Sustained high speeds will do the same things to wheel bearings that sustained high rpm will do to a motor. The difference is that bearings don't have an oil-circulation or cooling system like the engine does, which limits how quickly they can get rid of heat. Sustained high speeds -- meaning anything past highway speeds -- will cause heat build-up in the bearing, thinning the grease and temporarily reducing its ability to lubricate. Thin grease accelerates wear. High speeds, over 100mph or so -- can cause the bearing to reach thermal meltdown and fail entirely.

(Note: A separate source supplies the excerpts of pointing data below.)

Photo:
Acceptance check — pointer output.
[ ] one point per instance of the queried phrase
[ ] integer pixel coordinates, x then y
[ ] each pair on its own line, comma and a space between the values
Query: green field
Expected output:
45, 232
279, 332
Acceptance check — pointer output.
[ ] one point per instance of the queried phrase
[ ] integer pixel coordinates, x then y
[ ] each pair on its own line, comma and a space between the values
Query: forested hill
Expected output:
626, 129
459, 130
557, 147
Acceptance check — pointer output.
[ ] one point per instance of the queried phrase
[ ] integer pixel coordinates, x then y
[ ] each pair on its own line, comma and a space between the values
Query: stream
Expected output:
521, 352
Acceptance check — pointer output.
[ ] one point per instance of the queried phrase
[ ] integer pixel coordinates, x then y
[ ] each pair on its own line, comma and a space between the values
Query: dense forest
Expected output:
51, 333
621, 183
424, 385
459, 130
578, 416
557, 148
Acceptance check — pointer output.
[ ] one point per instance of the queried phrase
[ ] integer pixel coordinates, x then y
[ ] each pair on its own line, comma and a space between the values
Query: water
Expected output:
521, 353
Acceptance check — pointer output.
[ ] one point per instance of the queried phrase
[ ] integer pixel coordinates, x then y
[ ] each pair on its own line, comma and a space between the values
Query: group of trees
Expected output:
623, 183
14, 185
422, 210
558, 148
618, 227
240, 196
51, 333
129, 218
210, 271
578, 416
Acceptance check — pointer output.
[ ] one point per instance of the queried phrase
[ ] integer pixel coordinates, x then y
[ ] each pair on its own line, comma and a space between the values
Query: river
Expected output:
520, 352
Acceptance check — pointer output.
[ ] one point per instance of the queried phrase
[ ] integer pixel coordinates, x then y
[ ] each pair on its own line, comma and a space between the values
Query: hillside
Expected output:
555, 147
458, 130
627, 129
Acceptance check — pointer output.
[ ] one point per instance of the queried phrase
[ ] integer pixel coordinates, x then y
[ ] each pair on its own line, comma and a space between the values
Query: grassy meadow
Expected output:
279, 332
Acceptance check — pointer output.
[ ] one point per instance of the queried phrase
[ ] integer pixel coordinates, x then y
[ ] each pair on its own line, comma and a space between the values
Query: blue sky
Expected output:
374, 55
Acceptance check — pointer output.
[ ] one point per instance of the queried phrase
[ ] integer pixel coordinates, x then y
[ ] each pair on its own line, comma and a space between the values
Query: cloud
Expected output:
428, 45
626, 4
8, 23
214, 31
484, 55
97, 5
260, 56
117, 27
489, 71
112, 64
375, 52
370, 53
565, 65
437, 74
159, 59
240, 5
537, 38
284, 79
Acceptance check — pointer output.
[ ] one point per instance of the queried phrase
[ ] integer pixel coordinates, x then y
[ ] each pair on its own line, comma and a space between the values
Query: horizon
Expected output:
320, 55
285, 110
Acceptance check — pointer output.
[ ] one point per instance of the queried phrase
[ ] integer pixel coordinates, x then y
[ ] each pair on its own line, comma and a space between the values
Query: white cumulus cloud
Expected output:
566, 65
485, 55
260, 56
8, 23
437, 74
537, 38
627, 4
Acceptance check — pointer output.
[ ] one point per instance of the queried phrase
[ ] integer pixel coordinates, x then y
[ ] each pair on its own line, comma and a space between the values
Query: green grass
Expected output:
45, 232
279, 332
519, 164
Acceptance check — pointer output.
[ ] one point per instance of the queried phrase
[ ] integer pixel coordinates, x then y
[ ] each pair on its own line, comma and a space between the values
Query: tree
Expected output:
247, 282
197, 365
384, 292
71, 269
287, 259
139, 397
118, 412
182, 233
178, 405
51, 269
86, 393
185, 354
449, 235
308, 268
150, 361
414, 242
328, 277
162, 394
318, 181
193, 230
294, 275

Manufacturers engineer a car to handle only a given load, and the tires usually dictate how much of that load the chassis actually sees. Put simply, the tires are supposed to slip before anything else gives or breaks. Installing large, sticky tires will increase your car's handling, braking and acceleration limits, possibly past the chassis' ability to handle the forces involved. The car's suspension helps to protect the rest of the chassis, but wheel bearings are much closer to the action. This is particularly true when installing low profile tires, which flex less and transfer far more force to the bearings than they would otherwise see.
Huge Heavy Rims
Now that 2003 has come and gone, somebody needs to tell the masses: huge, heavy rims aren't just passe, they're horrendously stupid where performance and longevity are concerned. Those 20-plus inch "dubs" add an enormous amount of unsprung weight -- weight not controlled by the suspension -- and rotational inertia, both of which constantly hammer on the bearings and suspension. The low profile rubber bands that "playas" tend to wrap around their spinning discs only exacerbate this problem, practically guaranteeing premature bearing and suspension failure.